– Полагаю, немецкие самолеты должны беспокоить нас гораздо больше, – отмахнулся Горшков. – И они, по идее, должны были уже заметить наш переход и появиться, а их нет. Почему?

– Вероятно, мы вне радиуса действия их самолетов, – ответил Хилленкоттер. – Есть, конечно, шанс, что нас просто не заметили…

– Именно, товарищи! – перебил его Горшков. – И мы даже приблизительно не знаем, в каком направлении нам двигаться. А потому все-таки придется кого-то ловить, и желательно – не рыбаков.

– Предлагаете перехватить военный корабль?

– Почему же «перехватить»? Просто аккуратно выйти на связь, представиться и попросить поделиться информацией, – Горшков подошел к висящей на стене карте и провел по ней указкой. – Двигаемся как-то так, в стороне от морских путей, разведку и так предполагается вести постоянно, а как только она обнаружит подходящий корабль – отправляем пару эсминцев и приглашаем к нам. Именно приглашаем… Не думаю, что нам откажут.

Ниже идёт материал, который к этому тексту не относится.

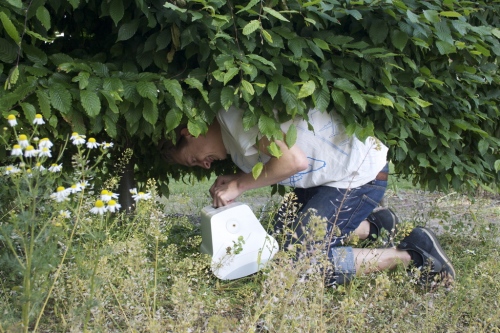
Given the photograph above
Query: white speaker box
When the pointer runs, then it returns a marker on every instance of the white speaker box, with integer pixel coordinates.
(236, 240)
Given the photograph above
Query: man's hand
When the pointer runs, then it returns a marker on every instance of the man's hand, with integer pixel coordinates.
(225, 190)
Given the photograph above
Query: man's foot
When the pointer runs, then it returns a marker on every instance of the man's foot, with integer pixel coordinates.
(428, 256)
(382, 226)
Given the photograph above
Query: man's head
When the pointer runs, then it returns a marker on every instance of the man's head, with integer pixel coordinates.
(195, 151)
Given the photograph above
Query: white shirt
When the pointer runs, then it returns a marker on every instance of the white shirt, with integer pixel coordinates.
(335, 158)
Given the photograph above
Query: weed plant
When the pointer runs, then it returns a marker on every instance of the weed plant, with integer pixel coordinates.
(71, 260)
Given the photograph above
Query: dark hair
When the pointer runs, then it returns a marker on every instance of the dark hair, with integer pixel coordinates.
(168, 147)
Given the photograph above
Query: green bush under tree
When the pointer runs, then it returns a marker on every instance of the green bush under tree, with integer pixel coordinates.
(420, 75)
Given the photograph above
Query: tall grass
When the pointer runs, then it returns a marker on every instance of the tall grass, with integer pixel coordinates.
(143, 272)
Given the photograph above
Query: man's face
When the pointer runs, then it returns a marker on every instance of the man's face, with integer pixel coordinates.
(200, 151)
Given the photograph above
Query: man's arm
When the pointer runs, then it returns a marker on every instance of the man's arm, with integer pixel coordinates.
(227, 188)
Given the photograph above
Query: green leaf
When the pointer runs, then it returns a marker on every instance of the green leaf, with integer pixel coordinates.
(231, 72)
(399, 39)
(267, 126)
(90, 102)
(275, 14)
(175, 90)
(227, 97)
(147, 90)
(450, 14)
(194, 128)
(257, 170)
(150, 112)
(60, 98)
(116, 11)
(291, 136)
(275, 150)
(127, 30)
(8, 51)
(29, 111)
(421, 102)
(195, 83)
(247, 86)
(251, 27)
(174, 7)
(173, 119)
(44, 103)
(43, 15)
(272, 88)
(10, 28)
(262, 60)
(307, 89)
(248, 6)
(378, 31)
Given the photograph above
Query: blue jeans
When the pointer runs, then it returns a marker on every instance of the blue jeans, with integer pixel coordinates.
(344, 210)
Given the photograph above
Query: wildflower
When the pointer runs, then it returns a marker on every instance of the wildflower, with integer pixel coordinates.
(12, 120)
(140, 195)
(39, 167)
(98, 208)
(23, 141)
(16, 151)
(106, 145)
(91, 143)
(60, 195)
(83, 184)
(55, 168)
(38, 119)
(77, 139)
(45, 152)
(74, 188)
(45, 143)
(113, 206)
(10, 169)
(65, 214)
(30, 151)
(108, 195)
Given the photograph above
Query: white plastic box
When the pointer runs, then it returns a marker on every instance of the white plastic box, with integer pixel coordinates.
(236, 240)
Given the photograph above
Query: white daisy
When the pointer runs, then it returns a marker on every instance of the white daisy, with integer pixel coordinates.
(10, 169)
(74, 188)
(98, 208)
(92, 143)
(106, 145)
(113, 206)
(38, 166)
(55, 168)
(45, 143)
(16, 150)
(12, 120)
(141, 196)
(65, 214)
(38, 119)
(30, 151)
(23, 141)
(60, 195)
(44, 151)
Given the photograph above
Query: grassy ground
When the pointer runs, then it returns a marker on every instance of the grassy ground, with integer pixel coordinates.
(145, 274)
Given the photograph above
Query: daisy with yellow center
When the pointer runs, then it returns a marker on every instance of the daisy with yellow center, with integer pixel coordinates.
(91, 143)
(98, 208)
(12, 120)
(16, 150)
(60, 195)
(38, 120)
(23, 141)
(113, 206)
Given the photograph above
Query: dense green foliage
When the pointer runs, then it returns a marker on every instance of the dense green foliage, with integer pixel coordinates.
(421, 75)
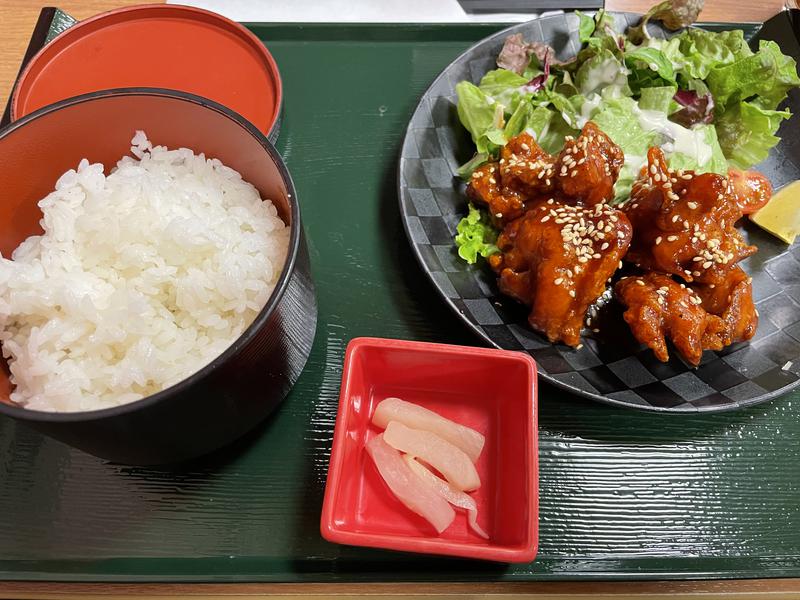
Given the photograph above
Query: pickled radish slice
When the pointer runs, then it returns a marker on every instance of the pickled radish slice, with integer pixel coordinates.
(443, 456)
(409, 488)
(413, 415)
(449, 493)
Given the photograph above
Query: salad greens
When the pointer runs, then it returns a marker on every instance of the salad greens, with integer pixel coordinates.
(475, 236)
(707, 99)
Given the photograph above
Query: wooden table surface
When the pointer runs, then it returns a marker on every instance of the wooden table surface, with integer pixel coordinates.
(18, 18)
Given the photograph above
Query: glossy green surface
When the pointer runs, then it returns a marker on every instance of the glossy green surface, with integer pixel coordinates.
(624, 494)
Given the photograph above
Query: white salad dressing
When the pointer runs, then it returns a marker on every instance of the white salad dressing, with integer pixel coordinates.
(690, 142)
(587, 108)
(603, 76)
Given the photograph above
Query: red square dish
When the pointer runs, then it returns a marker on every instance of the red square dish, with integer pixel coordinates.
(492, 391)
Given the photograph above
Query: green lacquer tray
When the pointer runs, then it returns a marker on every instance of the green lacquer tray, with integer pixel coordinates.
(624, 494)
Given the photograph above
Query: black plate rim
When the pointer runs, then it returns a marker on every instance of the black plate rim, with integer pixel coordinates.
(403, 206)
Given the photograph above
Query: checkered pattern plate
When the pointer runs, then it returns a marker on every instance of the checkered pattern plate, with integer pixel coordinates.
(614, 369)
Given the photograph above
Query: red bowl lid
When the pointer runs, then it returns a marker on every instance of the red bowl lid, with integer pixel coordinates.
(160, 46)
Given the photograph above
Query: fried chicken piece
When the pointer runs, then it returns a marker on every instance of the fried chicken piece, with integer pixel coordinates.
(659, 308)
(526, 167)
(485, 188)
(558, 259)
(732, 301)
(684, 223)
(750, 189)
(587, 168)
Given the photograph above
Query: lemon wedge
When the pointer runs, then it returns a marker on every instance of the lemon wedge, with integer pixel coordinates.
(781, 215)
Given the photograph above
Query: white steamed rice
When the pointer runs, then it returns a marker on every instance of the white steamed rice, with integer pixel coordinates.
(141, 278)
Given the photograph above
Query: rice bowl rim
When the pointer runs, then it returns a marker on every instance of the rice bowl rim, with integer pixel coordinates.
(263, 315)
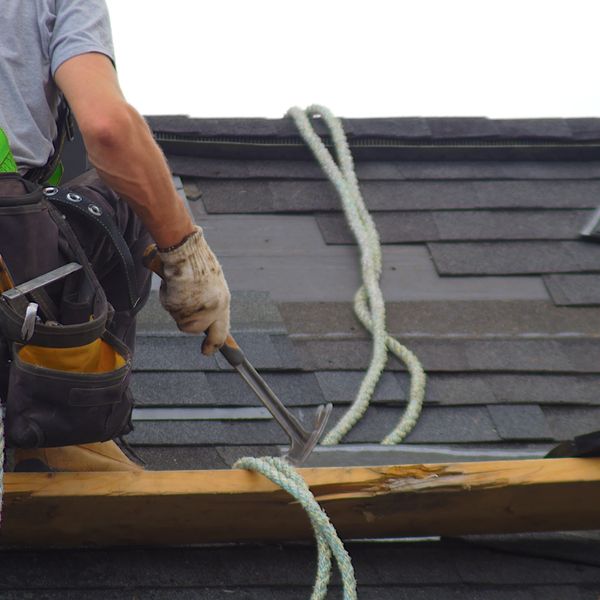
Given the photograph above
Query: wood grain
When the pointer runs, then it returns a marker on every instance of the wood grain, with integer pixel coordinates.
(185, 507)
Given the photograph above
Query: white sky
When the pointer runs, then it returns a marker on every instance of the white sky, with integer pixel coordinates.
(211, 58)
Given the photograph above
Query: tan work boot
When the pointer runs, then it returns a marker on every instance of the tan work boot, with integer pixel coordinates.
(100, 456)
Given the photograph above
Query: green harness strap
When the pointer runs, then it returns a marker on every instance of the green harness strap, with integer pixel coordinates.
(7, 161)
(8, 165)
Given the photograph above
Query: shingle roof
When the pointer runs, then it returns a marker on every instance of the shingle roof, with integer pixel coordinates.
(488, 282)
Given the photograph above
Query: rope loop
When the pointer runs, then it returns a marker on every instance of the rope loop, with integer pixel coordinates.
(329, 544)
(369, 304)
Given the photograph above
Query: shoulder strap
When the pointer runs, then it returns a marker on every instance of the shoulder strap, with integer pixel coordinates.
(52, 170)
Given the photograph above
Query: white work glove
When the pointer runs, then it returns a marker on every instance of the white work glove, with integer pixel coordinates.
(194, 291)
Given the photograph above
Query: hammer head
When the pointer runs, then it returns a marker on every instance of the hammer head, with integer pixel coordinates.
(300, 449)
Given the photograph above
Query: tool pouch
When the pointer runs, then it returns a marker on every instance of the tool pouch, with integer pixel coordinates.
(64, 379)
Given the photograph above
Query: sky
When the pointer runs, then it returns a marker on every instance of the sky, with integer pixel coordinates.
(362, 58)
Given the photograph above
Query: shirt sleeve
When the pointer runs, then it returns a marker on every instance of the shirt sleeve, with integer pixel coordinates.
(80, 26)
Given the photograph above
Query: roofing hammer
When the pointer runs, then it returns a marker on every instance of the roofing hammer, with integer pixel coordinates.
(302, 442)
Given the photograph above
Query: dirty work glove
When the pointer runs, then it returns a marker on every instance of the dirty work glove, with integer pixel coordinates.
(194, 290)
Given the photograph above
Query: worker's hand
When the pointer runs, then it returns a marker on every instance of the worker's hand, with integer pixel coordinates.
(194, 291)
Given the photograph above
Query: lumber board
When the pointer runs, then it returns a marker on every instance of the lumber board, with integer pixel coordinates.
(190, 507)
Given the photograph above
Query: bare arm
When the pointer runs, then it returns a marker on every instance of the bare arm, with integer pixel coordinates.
(121, 147)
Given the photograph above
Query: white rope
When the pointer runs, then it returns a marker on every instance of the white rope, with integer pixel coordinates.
(369, 305)
(328, 541)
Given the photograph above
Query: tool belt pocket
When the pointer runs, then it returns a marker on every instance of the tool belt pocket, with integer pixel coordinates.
(65, 396)
(63, 377)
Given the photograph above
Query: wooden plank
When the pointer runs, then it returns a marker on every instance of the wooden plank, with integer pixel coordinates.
(184, 507)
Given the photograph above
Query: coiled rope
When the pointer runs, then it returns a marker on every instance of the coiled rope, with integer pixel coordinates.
(328, 541)
(369, 305)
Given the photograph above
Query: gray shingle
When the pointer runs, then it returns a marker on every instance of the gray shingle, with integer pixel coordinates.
(293, 389)
(518, 355)
(436, 425)
(171, 353)
(444, 355)
(203, 433)
(457, 389)
(342, 386)
(410, 227)
(173, 389)
(512, 258)
(457, 425)
(526, 422)
(510, 225)
(445, 318)
(333, 276)
(574, 290)
(393, 227)
(569, 422)
(258, 196)
(212, 168)
(545, 389)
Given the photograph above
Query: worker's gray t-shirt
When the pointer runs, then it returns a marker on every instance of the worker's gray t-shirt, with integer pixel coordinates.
(36, 37)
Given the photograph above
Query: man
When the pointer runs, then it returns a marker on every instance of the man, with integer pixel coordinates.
(54, 47)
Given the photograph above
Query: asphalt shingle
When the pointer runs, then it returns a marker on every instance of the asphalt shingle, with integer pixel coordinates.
(574, 290)
(514, 258)
(260, 196)
(526, 422)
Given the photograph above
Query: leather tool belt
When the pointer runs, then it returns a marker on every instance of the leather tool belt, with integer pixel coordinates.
(63, 377)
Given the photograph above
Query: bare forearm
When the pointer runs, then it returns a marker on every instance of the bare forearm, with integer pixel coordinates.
(121, 147)
(133, 165)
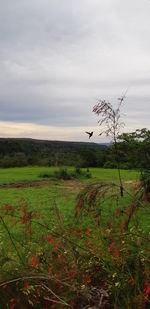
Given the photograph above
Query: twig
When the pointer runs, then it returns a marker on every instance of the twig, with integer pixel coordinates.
(6, 228)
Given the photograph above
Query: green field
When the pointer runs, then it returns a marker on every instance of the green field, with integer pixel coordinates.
(29, 174)
(25, 183)
(38, 227)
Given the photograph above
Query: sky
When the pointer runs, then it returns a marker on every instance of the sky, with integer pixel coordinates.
(59, 57)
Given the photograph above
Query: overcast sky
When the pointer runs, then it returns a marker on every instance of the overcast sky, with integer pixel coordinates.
(58, 57)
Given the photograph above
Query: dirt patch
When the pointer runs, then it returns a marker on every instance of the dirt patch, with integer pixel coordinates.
(72, 184)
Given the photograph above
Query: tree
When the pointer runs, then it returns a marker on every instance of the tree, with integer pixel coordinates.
(111, 124)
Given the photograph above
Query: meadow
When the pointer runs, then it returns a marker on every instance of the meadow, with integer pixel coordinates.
(73, 243)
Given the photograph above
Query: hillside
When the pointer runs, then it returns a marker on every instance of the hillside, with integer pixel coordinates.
(24, 151)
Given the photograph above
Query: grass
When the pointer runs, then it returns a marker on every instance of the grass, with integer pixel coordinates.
(39, 218)
(30, 174)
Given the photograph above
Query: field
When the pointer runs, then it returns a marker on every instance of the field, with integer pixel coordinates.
(77, 232)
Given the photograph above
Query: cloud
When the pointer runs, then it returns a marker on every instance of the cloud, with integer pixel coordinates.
(58, 57)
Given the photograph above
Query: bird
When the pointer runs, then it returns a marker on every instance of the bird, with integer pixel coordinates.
(90, 134)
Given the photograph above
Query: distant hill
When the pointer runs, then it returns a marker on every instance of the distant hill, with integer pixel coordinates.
(26, 151)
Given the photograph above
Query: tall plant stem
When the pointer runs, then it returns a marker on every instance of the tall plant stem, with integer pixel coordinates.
(13, 243)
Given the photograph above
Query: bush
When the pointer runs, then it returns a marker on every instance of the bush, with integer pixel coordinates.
(145, 182)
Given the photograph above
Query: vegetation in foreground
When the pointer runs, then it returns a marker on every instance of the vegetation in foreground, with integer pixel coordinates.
(100, 258)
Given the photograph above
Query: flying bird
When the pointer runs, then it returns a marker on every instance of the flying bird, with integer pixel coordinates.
(90, 134)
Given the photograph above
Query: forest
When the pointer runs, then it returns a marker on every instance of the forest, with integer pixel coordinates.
(133, 150)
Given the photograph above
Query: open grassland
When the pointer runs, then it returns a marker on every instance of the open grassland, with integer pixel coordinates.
(59, 239)
(30, 174)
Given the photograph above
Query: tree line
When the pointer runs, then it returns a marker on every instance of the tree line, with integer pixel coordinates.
(133, 150)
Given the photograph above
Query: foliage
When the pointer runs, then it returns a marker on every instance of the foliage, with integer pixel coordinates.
(46, 263)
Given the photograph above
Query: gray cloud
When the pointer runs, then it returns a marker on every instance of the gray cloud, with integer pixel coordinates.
(58, 57)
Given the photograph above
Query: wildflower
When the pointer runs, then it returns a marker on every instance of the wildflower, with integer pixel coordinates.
(131, 282)
(89, 232)
(50, 270)
(48, 237)
(5, 286)
(117, 284)
(34, 261)
(147, 291)
(51, 242)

Отказать в просьбе, подкрепленной полноценным флотом, смогло бы не всякое государство, но заострять на этом внимание никто не стал. В конце концов, силу не обязательно применять, иногда достаточно самого факта ее существования…

На этом совещание и закончилось. Флот направился на юг, держась в стороне от морских путей и выслав на разведку четыре пары самолетов, а разведка в это время ломала головы над весьма скудной информацией, имевшейся в ее распоряжении. Хорошо еще, что объем этой информации медленно, но верно рос… Но уж очень медленно. Хаецкий дорого бы дал за возможность получать фотографии по радио, но увы – телекамера была слишком громоздкой, чтобы поместиться на самолет, а то, что, в принципе, можно было поставить, не дало бы хоть сколь-нибудь качественного изображения. Приходилось ждать возвращения разведчиков и проявки пленок, и это раздражало, но пользы от словесных описаний было немного – тем более, что снижаться, чтобы рассмотреть что-нибудь, разведчикам не разрешалось.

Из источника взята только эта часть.